One of the greatest, and in my opinion, saddest, misconceptions of supporting a child who has experienced relational trauma and is living in out of home care as a result, is that love will be enough to set a new course. Sadly, loving behavior can often feel threatening for children who haven't had the opportunity to develop a secure attachment style, which is fundamentally connected to a child's sense of safety and wellbeing. A secure attachment style means that a child has been able to develop trust that a caregiver will meet their needs, and can therefore use that person as a safe place to explore the world and then return knowing they will be met in a warm, consistent and responsive way. A secure attachment results in a positive view of self, and of others - that the world is a pretty good place to be!
When a child doesn't have a secure attachment, and instead has a style that is insecure or disorganised, it is because thy have experienced their primary caregivers as frightening, inconsistent and unresponsive to their needs. The child develops patterns of behaviour that respond to this, either avoiding or becoming ambivalent or unable to form any consistent patterns so that the world feels very chaotic. Carers and other people in the child's life end up feeling at a loss as to what to do because the things that worked for their own children seem to have the opposite effect for these kids, and there is often a deep sense of grief that the child cannot recognise their true desire to nurture, love and protect them.
This comes down to the basic idea of protection trumping connection. By protection, I mean the coping strategies and defence mechanisms that the child has developed in order to survive (psychologically, emotionally and sometimes physically) their situation, as well as the impact the instability has had on their overall view of themselves and others. For some kids this is externalised and is seen outwardly as 'bad' behaviour and is usually incredibly misunderstood. Understanding these things as the trauma related survival mechanisms that they really are, can help all of the people who care for that child to depersonalise them - that is, to realise that the reactions aren't a response to them personally but rather a way for the child to survive the difficult emotions that relationships inevitably bring to the fore, often quickly, unconsciously and in ways that flood the body triggering the fight and flight response. Emotions and feelings such as shame and anger, of being unlovable and unworthy are often at the center of these big reactions.

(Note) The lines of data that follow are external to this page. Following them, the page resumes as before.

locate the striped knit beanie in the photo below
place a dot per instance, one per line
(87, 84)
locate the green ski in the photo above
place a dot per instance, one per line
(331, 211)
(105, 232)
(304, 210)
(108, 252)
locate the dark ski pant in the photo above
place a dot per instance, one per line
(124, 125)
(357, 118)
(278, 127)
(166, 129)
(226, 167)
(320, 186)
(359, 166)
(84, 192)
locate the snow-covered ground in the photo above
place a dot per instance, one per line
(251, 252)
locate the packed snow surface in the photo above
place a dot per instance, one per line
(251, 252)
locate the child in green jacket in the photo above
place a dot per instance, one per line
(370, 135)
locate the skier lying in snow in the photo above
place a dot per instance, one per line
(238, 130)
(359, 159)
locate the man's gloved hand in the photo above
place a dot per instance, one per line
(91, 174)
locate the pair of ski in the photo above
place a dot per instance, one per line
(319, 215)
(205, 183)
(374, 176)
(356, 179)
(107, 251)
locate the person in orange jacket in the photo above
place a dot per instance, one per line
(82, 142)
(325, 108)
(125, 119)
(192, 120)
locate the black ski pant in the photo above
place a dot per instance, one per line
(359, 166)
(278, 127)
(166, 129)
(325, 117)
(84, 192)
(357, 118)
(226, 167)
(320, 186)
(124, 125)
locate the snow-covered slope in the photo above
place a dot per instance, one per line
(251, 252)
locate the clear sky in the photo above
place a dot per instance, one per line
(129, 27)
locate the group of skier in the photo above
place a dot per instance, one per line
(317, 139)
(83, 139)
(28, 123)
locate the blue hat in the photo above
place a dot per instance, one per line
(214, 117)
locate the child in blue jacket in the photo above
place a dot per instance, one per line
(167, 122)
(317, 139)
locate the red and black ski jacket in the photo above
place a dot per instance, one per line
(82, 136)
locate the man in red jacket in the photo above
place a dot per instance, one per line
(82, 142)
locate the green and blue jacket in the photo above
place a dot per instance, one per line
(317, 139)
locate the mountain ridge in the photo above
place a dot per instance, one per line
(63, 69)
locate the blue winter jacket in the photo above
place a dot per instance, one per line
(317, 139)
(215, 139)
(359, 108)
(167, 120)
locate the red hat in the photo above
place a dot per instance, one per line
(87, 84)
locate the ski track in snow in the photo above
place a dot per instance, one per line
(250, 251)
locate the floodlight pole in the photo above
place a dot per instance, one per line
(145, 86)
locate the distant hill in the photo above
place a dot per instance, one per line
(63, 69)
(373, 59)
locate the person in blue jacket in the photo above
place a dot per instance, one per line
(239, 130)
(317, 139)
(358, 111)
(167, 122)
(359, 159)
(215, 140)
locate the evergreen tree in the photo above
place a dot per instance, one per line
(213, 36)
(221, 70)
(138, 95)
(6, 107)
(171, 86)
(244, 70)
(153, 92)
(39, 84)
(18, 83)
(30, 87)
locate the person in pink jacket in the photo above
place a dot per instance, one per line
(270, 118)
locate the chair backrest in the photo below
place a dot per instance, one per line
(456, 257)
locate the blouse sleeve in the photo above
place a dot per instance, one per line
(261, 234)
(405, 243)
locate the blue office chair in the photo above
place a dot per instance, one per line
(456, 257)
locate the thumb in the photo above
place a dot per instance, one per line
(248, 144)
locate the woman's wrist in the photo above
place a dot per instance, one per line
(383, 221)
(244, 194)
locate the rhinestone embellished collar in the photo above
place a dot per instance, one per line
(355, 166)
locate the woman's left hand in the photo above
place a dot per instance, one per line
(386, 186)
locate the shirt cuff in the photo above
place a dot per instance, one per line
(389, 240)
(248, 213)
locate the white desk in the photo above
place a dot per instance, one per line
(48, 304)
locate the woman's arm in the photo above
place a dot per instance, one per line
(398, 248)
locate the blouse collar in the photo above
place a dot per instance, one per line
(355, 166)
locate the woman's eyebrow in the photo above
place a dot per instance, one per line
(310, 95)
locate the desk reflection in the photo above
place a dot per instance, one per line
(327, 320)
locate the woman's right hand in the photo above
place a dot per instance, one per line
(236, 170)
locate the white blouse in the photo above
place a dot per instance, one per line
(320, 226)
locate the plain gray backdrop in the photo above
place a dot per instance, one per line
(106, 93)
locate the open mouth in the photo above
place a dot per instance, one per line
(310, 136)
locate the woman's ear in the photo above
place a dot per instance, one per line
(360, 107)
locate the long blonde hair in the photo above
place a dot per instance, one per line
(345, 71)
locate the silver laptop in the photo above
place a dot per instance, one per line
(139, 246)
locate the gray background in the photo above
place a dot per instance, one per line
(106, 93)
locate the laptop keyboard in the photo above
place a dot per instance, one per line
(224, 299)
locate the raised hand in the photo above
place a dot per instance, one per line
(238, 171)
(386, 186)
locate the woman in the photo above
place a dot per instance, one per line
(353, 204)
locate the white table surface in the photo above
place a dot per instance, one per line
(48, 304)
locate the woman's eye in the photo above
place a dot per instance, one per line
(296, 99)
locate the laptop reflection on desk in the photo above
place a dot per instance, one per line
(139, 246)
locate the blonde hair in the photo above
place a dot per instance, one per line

Let's imagine now that you are a child with disorganised attachment style. You're sitting down at the carers dinner table, unsure of, and feeling unable to meet, expectations of sitting still and holding a conversation AND eating, and then being asked whether you like what's been served? Unbeknownst to you, your body is in constant hyper-vigilance mode, always scanning the environment for signs of potential danger, which sends your parasympathetic nervous system (the rest and digest parts of the body) into the background, and your sympathetic nervous system (fight and flight) right to the front. You want to eat, but you can't. Or you do, shoving the food in, without really tasting it. Now, because of the slow response of the rest and digest system, your tummy feels funny. Maybe you'll throw up, and surely that can't be a good thing...what will happen if you do?
...Aaargh, all these questions, all of these rules! I don't know what I like! I know what I don't like, and that's all these eyes looking at me, making me feel less than...not good enough. Right then. I'll show them - suddenly dinner is on the floor, everyone is yelling and I feel ever so slightly better knowing that even if everything is crap right now, I know what to expect...
In this moment, protection has trumped connection. In this moment, the question of what you like felt too much - too shameful even - because you've never had space to really consider that. Never had anyone who had put your needs first, at least not consistently enough to matter. And in your young mind, that can only mean that there's something really, really wrong with you. That makes you enraged and yet you can't actually explain any of this.
In an upcoming blog, I'll discuss what, in addition to love, is needed for kids to reconfigure their attachment style to set them up for a life full of love and hope and exploration. It's so possible and certainly within reach for the loving, generous people who open their doors and hearts to the kids who need them.